Assessing postconcussive reaction time using transport-based morphometry of diffusion tensor images

BACKGROUND AND PURPOSE: Cognitive deficits are among the most commonly reported post-concussive symptoms, yet the underlying microstructural injury is poorly understood. Our aim was to discover white matter injury underlying reaction time in mild traumatic brain injury DTI by applying transport-based morphometry. MATERIALS AND METHODS: In this retrospective study, we performed DTI on 64 postconcussive patients (10-28 years of age; 69% male, 31% female) between January 2006 and March 2013. We measured the reaction time percentile by using Immediate Post-Concussion Assessment and Cognitive Testing. Using the 3D transport-based morphometry technique we developed, we mined fractional anisotropy maps to extract the common microstructural injury associated with reaction time percentile in an automated manner. Permutation testing established statistical significance of the extracted injuries. We visualized the physical substrate responsible for reaction time through inverse transport-based morphometry transformation.

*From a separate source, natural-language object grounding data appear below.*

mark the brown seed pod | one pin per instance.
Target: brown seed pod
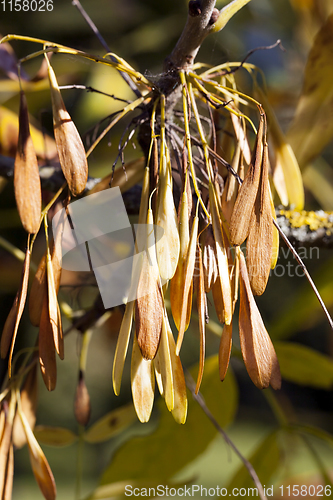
(223, 278)
(189, 270)
(177, 283)
(27, 186)
(202, 311)
(143, 383)
(47, 357)
(241, 215)
(39, 464)
(149, 304)
(259, 243)
(12, 323)
(29, 394)
(257, 348)
(70, 148)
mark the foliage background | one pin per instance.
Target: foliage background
(144, 32)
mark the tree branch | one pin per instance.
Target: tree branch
(197, 27)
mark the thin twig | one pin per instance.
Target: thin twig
(200, 400)
(248, 55)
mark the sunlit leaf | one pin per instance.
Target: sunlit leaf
(227, 13)
(312, 127)
(172, 446)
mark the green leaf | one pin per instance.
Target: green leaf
(227, 13)
(318, 178)
(312, 127)
(304, 366)
(160, 455)
(265, 461)
(111, 424)
(305, 311)
(54, 436)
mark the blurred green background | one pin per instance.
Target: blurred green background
(144, 33)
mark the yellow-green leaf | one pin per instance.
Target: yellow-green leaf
(172, 446)
(111, 424)
(312, 127)
(54, 436)
(227, 13)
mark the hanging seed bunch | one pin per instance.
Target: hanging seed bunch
(206, 187)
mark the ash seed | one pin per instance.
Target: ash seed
(214, 17)
(194, 8)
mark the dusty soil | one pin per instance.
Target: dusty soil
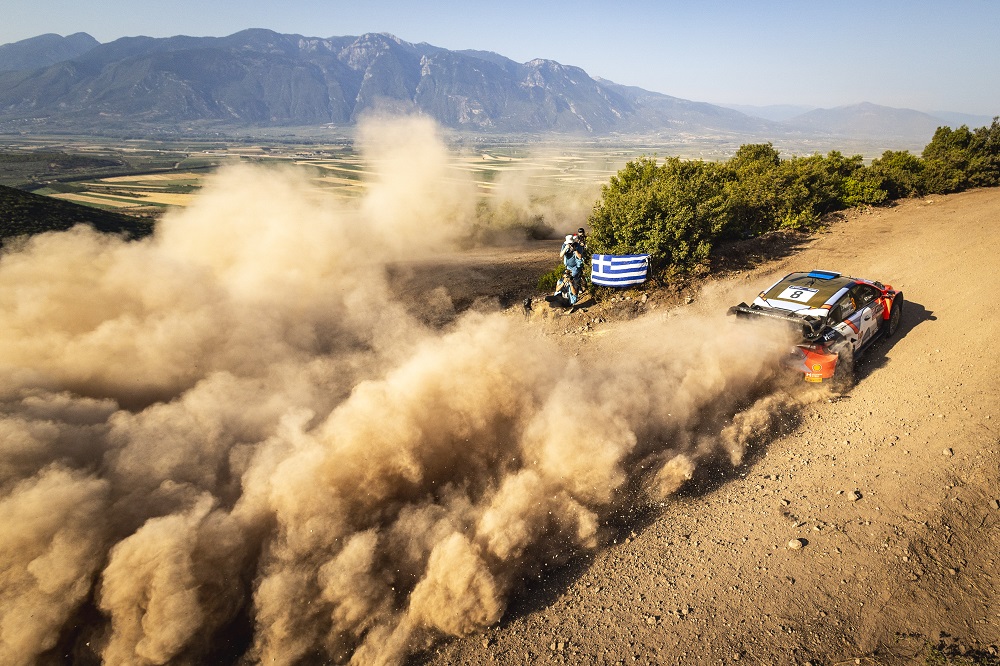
(892, 488)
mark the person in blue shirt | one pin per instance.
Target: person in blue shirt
(572, 257)
(566, 293)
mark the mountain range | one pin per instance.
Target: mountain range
(263, 78)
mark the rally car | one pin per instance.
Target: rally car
(838, 316)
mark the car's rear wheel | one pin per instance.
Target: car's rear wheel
(895, 315)
(843, 372)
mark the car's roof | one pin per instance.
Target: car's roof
(806, 290)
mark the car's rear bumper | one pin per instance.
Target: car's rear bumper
(815, 366)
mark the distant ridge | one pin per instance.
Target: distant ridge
(867, 120)
(44, 50)
(262, 78)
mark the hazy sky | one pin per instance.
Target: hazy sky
(931, 55)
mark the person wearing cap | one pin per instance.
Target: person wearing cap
(571, 256)
(566, 293)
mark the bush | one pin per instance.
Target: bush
(672, 212)
(899, 173)
(676, 211)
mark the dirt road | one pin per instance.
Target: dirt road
(892, 489)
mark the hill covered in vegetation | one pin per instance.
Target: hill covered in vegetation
(677, 211)
(23, 213)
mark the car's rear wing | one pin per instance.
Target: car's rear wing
(812, 326)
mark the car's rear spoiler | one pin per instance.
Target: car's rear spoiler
(811, 326)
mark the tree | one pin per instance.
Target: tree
(899, 173)
(946, 160)
(672, 212)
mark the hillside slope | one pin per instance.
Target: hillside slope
(23, 213)
(907, 573)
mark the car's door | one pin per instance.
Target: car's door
(869, 312)
(847, 313)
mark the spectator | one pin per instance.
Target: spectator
(566, 292)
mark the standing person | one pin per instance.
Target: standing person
(566, 293)
(572, 259)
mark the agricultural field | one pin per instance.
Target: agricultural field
(146, 178)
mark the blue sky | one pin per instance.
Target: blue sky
(941, 55)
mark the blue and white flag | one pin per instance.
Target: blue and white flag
(619, 270)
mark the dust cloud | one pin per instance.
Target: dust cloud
(229, 441)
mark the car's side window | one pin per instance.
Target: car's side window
(864, 294)
(844, 308)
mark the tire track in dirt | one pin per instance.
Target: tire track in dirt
(709, 577)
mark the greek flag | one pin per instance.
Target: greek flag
(619, 270)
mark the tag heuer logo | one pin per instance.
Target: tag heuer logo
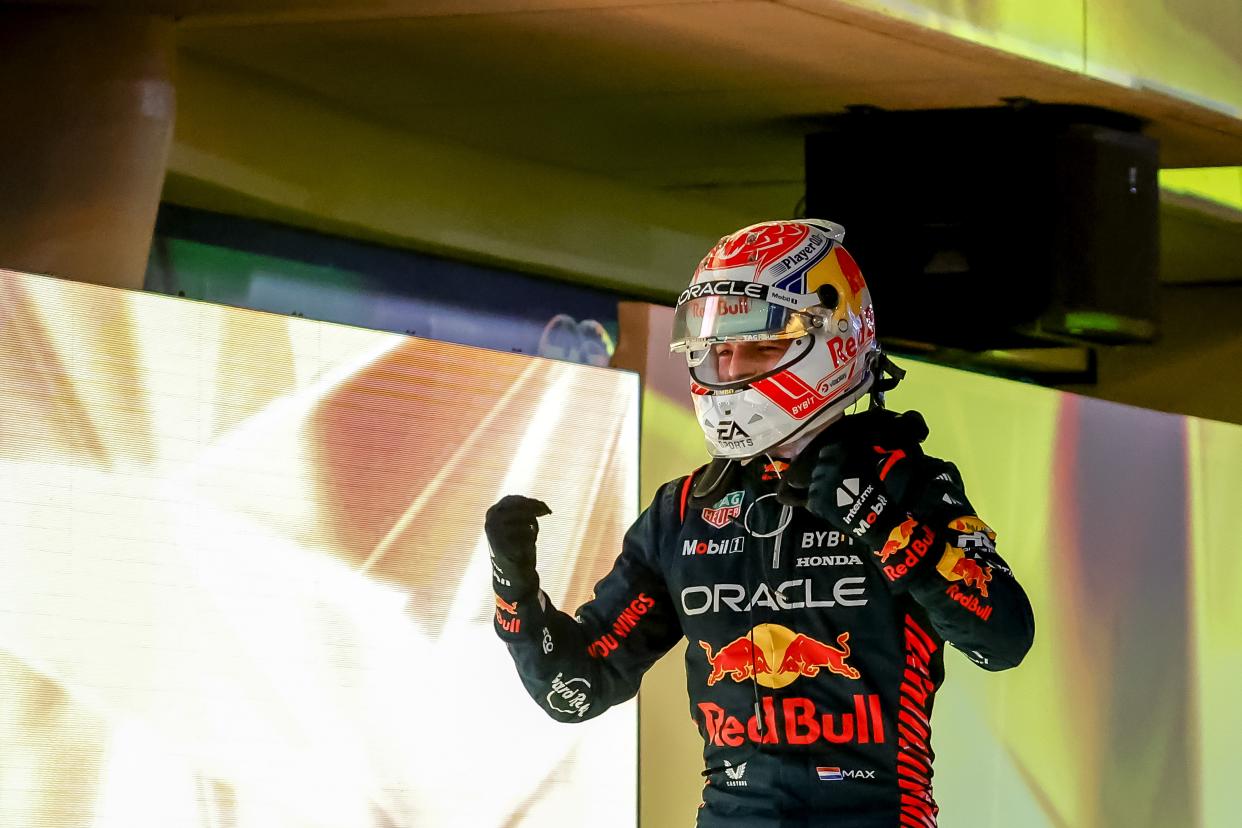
(724, 512)
(847, 492)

RESULTS: The direction in the transport space most correlated with reaction time was significant after correcting for covariates of age, sex, and time from injury (Pearson r =0.44, P <.01). Inverting the computed direction using transport-based morphometry illustrates physical shifts in fractional anisotropy in the corpus callosum (increase) and within the optic radiations, corticospinal tracts, and anterior thalamic radiations (decrease) with declining reaction time. The observed shifts are consistent with biologic pathways underlying the visual-spatial interpretation and response-selection aspects of reaction time. CONCLUSIONS: Transport-based morphometry discovers complex white matter injury underlying postconcussive reaction time in an automated manner. The potential influences of edema and axonal loss are visualized in the visual-spatial interpretation and responseselection pathways. Transport-based morphometry can bridge the gap between brain microstructure and function in diseases in which the structural basis is unknown.